The Model That Doesn't Phone Home
Capable AI models now run entirely in your browser. No API keys, no accounts, no vendor dependency. That changes the calculus of what you can build.
This week, Mistral released a 3-billion parameter model that runs in your browser tab. WebGPU, no server required. Apache 2 licensed, so you can do what you want with it. DeepSeek dropped 685-billion parameter models under MIT. Gold-medal math competition performance, open weights.
The capability threshold just crossed something important.
For years, the practical barrier to using capable AI was access. You needed an API key, which meant you needed an account, which meant you agreed to terms, which meant your prompts traveled to someone else's servers. The model was a service, and services have dependencies.
Local models existed, but they were toys. Useful for learning, not for work. The models that could actually do things lived behind endpoints you didn't control.
That's no longer true. The models running locally now are capable enough to be useful. Not as capable as the frontier—but capable enough for many real workflows.

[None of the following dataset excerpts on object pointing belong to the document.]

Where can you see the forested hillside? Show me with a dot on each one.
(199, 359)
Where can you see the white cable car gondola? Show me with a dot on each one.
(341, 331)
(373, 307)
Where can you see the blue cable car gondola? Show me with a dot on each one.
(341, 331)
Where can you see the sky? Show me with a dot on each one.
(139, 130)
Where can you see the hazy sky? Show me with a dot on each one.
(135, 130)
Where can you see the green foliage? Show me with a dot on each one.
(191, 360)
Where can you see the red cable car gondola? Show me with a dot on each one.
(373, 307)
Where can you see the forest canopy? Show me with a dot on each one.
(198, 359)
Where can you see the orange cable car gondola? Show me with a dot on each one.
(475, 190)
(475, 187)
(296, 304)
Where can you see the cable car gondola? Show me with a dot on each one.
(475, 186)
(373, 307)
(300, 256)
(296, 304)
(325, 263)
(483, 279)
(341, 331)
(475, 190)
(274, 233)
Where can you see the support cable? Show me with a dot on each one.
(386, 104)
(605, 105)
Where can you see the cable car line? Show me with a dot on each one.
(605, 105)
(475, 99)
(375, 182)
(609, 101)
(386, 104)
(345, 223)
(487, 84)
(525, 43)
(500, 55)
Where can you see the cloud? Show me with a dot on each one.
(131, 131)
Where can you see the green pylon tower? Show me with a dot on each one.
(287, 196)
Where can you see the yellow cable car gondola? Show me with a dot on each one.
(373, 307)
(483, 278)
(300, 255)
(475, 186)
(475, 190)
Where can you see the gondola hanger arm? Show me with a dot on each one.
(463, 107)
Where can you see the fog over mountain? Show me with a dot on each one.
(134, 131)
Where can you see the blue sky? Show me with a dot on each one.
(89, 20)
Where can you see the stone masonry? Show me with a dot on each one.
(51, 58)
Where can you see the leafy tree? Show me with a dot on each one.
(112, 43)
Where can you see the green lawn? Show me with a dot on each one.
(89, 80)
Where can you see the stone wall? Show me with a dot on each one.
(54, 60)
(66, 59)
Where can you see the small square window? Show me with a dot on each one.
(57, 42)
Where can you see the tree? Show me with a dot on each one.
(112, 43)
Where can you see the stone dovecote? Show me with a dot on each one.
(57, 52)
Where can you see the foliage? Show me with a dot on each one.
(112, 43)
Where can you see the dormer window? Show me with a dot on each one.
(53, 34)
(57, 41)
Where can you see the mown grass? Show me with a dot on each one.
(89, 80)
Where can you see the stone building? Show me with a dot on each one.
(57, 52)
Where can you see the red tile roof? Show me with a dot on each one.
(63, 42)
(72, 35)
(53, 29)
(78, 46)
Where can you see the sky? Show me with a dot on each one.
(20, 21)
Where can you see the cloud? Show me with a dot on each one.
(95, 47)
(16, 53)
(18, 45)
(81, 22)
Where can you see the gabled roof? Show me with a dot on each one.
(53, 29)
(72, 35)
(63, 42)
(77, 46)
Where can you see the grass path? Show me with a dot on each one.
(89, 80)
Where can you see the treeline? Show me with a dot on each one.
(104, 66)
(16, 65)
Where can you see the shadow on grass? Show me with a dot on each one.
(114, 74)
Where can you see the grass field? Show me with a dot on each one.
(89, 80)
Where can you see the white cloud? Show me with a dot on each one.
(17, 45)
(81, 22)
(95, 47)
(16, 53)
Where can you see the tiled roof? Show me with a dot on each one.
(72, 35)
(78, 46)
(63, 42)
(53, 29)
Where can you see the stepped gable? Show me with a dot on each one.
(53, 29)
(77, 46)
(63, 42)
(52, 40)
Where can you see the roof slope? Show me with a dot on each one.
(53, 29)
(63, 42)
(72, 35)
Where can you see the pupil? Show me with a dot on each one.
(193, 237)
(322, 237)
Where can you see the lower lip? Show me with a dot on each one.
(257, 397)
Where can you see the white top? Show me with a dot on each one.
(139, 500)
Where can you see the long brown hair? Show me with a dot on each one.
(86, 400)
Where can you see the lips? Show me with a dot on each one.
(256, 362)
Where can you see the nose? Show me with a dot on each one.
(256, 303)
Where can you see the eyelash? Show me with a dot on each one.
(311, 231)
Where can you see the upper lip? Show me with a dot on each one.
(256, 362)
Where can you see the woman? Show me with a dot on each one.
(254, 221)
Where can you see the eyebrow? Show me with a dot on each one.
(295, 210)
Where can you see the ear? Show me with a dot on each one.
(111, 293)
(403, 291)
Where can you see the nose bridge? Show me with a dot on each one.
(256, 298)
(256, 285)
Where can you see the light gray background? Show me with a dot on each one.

Summarization, code assistance, structured extraction, drafting. The 80% case.
What Changes
When the model runs on your machine, several constraints disappear:
No connectivity requirement. Works offline, on planes, in dead zones. The tool doesn't stop working because your wifi dropped.
No vendor dependency. Mistral can pivot, raise prices, change terms, shut down. The model you downloaded still runs. The capability is permanent.
No data exfiltration. Your prompts never leave your device. Sensitive inputs—health data, financial records, proprietary code—stay local. No trust boundary to negotiate.
No rate limits. Query as fast as your GPU can render. No throttling, no queuing, no waiting for capacity.
No billing surprises. One-time resource cost (your hardware), then free forever. The economics are fundamentally different.
The Alignment Over Force Pattern
There's a coherenceism principle that applies here: Alignment over Force. Position so reality carries the work forward.
When your workflow depends on external services, you're constantly fighting. Fighting for uptime, fighting for access, fighting terms of service, fighting price changes. Every update from the vendor is a potential disruption. You're forcing your work through someone else's infrastructure.
When the model runs locally, you've aligned with a different reality. The capability lives in your control. Vendor decisions become irrelevant. You've positioned yourself so that market forces, corporate pivots, and service changes flow around you instead of through you.
This isn't about ideology. It's about architecture. Local models aren't always better—they're often worse. But for the workflows where they're sufficient, they're dramatically more stable.
The Method
Here's how to evaluate whether local models work for your use case:
1. Identify the capability need. What do you actually need the model to do? Be specific. "Help with coding" is too vague. "Generate unit tests for Python functions given a docstring" is testable.
2. Test a small model on that task. Download Mistral 3B or similar. Run your actual prompts. Not benchmarks—your prompts. Does the output clear the usefulness bar?
3. Measure the gap. If local output is 60% as good as GPT-4, is that enough? For some tasks, yes. For others, no. Know where you are on that spectrum.
4. Identify hybrid opportunities. Maybe local handles 80% of queries, and you escalate the hard 20% to a hosted model. That's still 80% fewer dependencies.
5. Build the local path first. If local works, make it the default. Add remote as fallback. Don't build dependency then try to remove it later.
What This Enables
A developer builds a code review tool. It runs entirely on their laptop. No accounts, no keys, no terms of service. They share the tool with teammates. Each instance is self-contained. The company's proprietary code never leaves their machines.
A writer uses a local model for first-draft generation. Sensitive client materials stay on their device. When the hosted AI service they used to pay for changes their data policy, it doesn't matter. The capability they need is already local.
A researcher processes confidential data. Local model extracts structured information. Nothing crosses a network boundary. IRB approval is simpler because data handling is demonstrably contained.
These aren't hypotheticals. The models are available now.
The Tradeoff
Local models aren't magic. They're smaller, less capable, require local compute. A laptop GPU isn't a datacenter.
But for many workflows, "capable enough" beats "optimal but dependent." The question isn't whether local models match frontier capability—they don't. The question is whether they clear the usefulness bar for your specific task.
If they do, you've just built something permanent. A capability that works tomorrow regardless of what any vendor decides today.
Build once, use forever. That's what local models offer. Not the best model—but a model that's yours.